Economist Ken Rogoff, formerly of the IMF and the co-author of a seminal work on financial crises called “This Time Is Different,” focused his ideas on a different tack, asking the Fed to step up its game. He appeared with Krugman on Monday’s NewsHour.
As he wrote in a Financial Times column, it’s time for central bankers to break out of their traditional targets on keeping inflation low to allow for more growth.
“I think, definitely, we need to see higher inflation,” is how Rogoff put it on our broadcast. “We don’t need to see the Fed just talk about QE3, more bond buying, but QE3 for — they should announce that they’re trying to hit significantly higher inflation. They really have to move decisively. It was really half-baked and timid the first time they did it. I don’t think they’re out of bullets at all. I think it can be effective. But they need to do something.”
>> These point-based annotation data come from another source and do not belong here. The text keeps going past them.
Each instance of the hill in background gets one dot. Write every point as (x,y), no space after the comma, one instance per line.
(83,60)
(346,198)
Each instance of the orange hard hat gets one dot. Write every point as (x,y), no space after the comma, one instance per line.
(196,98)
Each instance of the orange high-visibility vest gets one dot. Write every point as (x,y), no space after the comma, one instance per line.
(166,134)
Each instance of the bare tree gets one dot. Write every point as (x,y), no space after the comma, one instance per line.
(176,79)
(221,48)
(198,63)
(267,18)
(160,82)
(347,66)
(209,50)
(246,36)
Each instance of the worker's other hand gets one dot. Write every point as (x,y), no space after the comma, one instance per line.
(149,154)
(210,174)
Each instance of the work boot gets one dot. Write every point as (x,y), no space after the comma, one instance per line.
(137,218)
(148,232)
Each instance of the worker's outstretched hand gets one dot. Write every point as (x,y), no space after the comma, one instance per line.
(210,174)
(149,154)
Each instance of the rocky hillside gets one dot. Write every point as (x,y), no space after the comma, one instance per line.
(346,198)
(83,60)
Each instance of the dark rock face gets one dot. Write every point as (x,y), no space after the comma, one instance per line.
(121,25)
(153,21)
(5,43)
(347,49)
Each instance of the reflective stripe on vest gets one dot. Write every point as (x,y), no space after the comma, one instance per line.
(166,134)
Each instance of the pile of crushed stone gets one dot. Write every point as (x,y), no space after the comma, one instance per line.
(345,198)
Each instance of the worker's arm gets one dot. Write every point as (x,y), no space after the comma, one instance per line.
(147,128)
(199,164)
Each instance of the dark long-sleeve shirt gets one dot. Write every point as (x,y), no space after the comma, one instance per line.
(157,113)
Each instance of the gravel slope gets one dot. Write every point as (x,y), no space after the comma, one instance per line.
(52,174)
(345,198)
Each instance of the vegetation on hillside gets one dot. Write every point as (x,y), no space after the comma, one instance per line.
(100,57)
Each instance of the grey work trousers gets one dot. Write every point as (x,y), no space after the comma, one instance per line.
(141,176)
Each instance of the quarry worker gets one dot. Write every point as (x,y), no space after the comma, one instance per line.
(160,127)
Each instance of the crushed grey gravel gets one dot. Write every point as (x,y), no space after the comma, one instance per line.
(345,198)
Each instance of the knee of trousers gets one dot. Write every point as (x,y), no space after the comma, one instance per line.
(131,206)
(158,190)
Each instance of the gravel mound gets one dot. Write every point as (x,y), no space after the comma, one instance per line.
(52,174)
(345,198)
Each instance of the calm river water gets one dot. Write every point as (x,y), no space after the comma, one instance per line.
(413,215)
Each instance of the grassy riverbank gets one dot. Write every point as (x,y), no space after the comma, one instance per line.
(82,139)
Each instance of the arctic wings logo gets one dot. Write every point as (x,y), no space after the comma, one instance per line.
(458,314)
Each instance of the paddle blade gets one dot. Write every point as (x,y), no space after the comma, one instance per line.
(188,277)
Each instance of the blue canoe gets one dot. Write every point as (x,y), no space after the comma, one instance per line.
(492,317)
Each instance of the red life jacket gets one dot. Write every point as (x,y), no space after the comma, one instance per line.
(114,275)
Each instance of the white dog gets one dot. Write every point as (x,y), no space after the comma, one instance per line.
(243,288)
On that front, Romer also said she thought it was time for yet another round of more aggressive action by the Federal Reserve. That was a big part of her assessment of the Fed’s statement this week about slow growth through 2012 — and its explicit intention to keep interest rates at near zero levels through then, as well as being open to another round of monetary policy.
For the last several months, she said, “the way the Fed has dealt with its internal conflict is to, frankly, not do very much. And I think fact that Chairman Bernanke was willing to taken an action that brought forth three dissents was a sign that he and the majority are willing to fight for more expansionary policies, willing to have that very public fight. And I think that’s important, because I think the facts are very much on the chairman’s side.”
Finally, international economist Catherine Mann of Brandeis University said part of the ultimate solution to the debt crisis and the continuing fallout from the recession would require banks and bondholders to eat more losses than they have been willing to do until now.
“If you take 10 years to try to resolve a sovereign debt crisis, the countries that are involved have a decade of loss,” she said Thursday. “That is what happened in Latin America. There are ways to resolve the debt crisis. Maybe it does involve some haircuts on the principal or on the interest rate or the terms of the maturity.”
Whether any of these ideas are taken up at a time when there seems to be very little political will to do anything significant in Washington remains to be seen.
Ultimately, Krugman and Rogoff predicted, the U.S. could remain mired in a period of slow growth or what some see as economic stagnation. Krugman said it would likely turn out be short of a true Great Depression again but a “lesser depression” remained possible.
“If you’re unemployed now, I really feel for you because your chance of getting reemployed is very low,” he said. “And so this is — this is depressing. And we need somebody to stand up — in a way that the president didn’t, by the way, this afternoon — and say, we are on the wrong track. We are not — we are not dealing with the problem at hand and at least to call out the people who are standing in the way of doing the right things.”
Murrey Jacobson is the national affairs editor for the PBS NewsHour.